Friday, May 20, 2011

just some thoughts

when you experience deep sorrow, you learn to appreciate what it means to be happy
when you encounter problems, you learn to appreciate every little means of solving a problem
when you experience rejection, you learn to appreciate and value every little love you receive
when you dried your eyes with tears, you learn to have a hearty laugh in every opportunity given
when you experience loss, you learn to appreciate what you have
when you learn to let go, you experience something better coming your way
when you learn to surrender, you'll feel God's powerful embrace
when you give service, you experience being serviced by God in greater extent
when you increase faith, you'll learn not to worry

***************

little by little, I'm getting closer to you
little by little, I'm letting You lead me
little by little, I'm seeing the light You've been trying to show me
little by little, I'm changing to Your ways

pretty simple

I was trying to look for something to cook for dinner last Monday. I got to leave office early. I was calling my mom checking what are the available ingredients for a dish. She said "chicken". I said "No!". I've been eating chicken for the past N days, I think i'm growing feathers already :P

So anyway, i stopped by a meat shop, intending to buy pork. I was thinking of preparing sinigang, my favorite! (However, I was thinking twice coz I already was able to prepare that, was wishing I could cook at least 1 new dish every month). And it seemed the universe conspired to let me choose another dish, because they already run out of meat perfect for sinigang.

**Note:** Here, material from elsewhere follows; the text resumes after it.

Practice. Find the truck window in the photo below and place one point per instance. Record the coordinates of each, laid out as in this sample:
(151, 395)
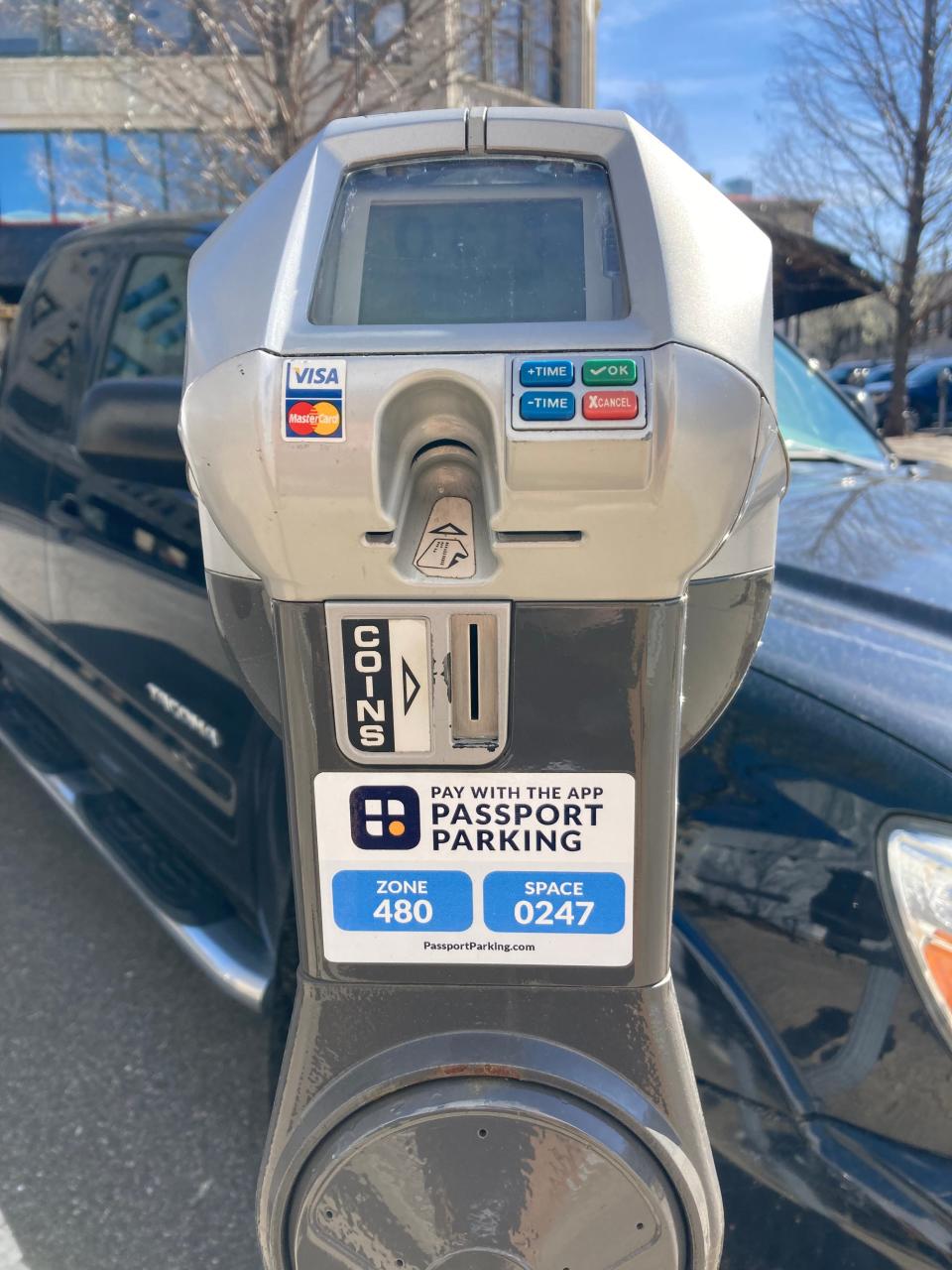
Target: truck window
(148, 333)
(46, 356)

So I settled for fish and misua! It was fairly easy to cook misua, but I wasn't satisfied at all with the taste. After I finished cooking, it then dawned on me that I should have put patola in it. Oh well, at least I know now. Haha. :)

Overall, it was good to cook again. :D




Monday, May 16, 2011

No Pain, No Gain

Definitely true.

This is the message i got from the Feast this Sunday and it perfectly matches my experience last Friday and Saturday. I am in deep pain (deep talaga no?!) - muscles sore from head to toes. But I think I really gained something here - a little more confidence and a new love.

I'm not a super adventurous person, however, I always wanted to try new things. Problem is I always get scared of almost everything - heights, speed, etc. I missed out riding one of the highest roller coaster - Fujiyama, the 107m high Blue Fall in Yokohama, Vanish roller coaster that dives to an underwater tunnel. These were opportunities I failed to grab just because I let my inner ghosts get to me. And did you know that I haven't been to Enchanted Kingdom as well? I was thinking that it won't be worth going there since I have only a few ride options to choose from.

Then last Saturday, I almost lost another opportunity to discover something that I can do and enjoy! Our company outing was held at Lago de Oro - famous for wakeboarding. My officemates and I were lining up getting our ballers and helmets for the activity. But prior to that, we need to sign first an agreement which states something like "the guest signing the paper knows that the activities available at the resort may be fatal...blah blah blah" That made me gasp. Aww. I'm not yet ready to kill myself, do I really want to do this?

But thanks to the encouragement of friends, for the very first time, I set my feet in a wakeboard, held on to the rope, heart beating fast. And then after about 5 seconds or less, I had my first try. Haha! Lining up took more than 20 minutes! Frustrating. So I had my second try, this time, I exceeded 5 seconds. (guess how many more seconds! :P ) After my second attempt, I transferred to the bigger ski park, this time, tried kneeboard instead.

I love kneeboard! This time, I got to experience the wind blowing through my face, enjoying the speed of the cable pulling me. The challenge was to complete a cycle. I had three attempts, unfortunately, I only reached the half of the route. If only we had a few more hours, I'd probably spend a few more times trying until I get a complete turn!


I'm happy I got to try wakeboarding. It is not a scary thing at all. (really! :p) Good thing I was able to suppress my nervousness and was influenced by the excitement and the "courage" of my fellow officemates.

I not sure when but I want to go back! I'm putting this in my bucket list. :)

photo op on my second try :D

Wednesday, May 11, 2011

one more month!

exactly 1 more month to go!

i am getting more and more excited as well as more nervous! this is by far the most meaningful birthday celebration i'm going to have, not to mention, the most special as well. 

in a few more days, i'll see my dream unfold into reality. i planned a similar one before - a feeding program with bags of supplies for kids in a public school in cavite, which eventually turned into giving school supplies instead to neighbors due to  budget constraints.

it never occurred to me to ask for help outside the few members of my family. but then, one day i realized, i'll be counting years to be able to pull through with my "pay-it-forward" dream.

and now, after a month of planning and campaigning, i'm overwhelmed with an outpour of positive responses.

God truly provides and He sure did blessed me with generous friends who are willing to give their treasures, time and talents. I'll be forever grateful for sharing this special occasion with me.

I look forward to a birthday seeing family, friends and kids at Elsie Gaches, all faces filled with heartfelt smiles.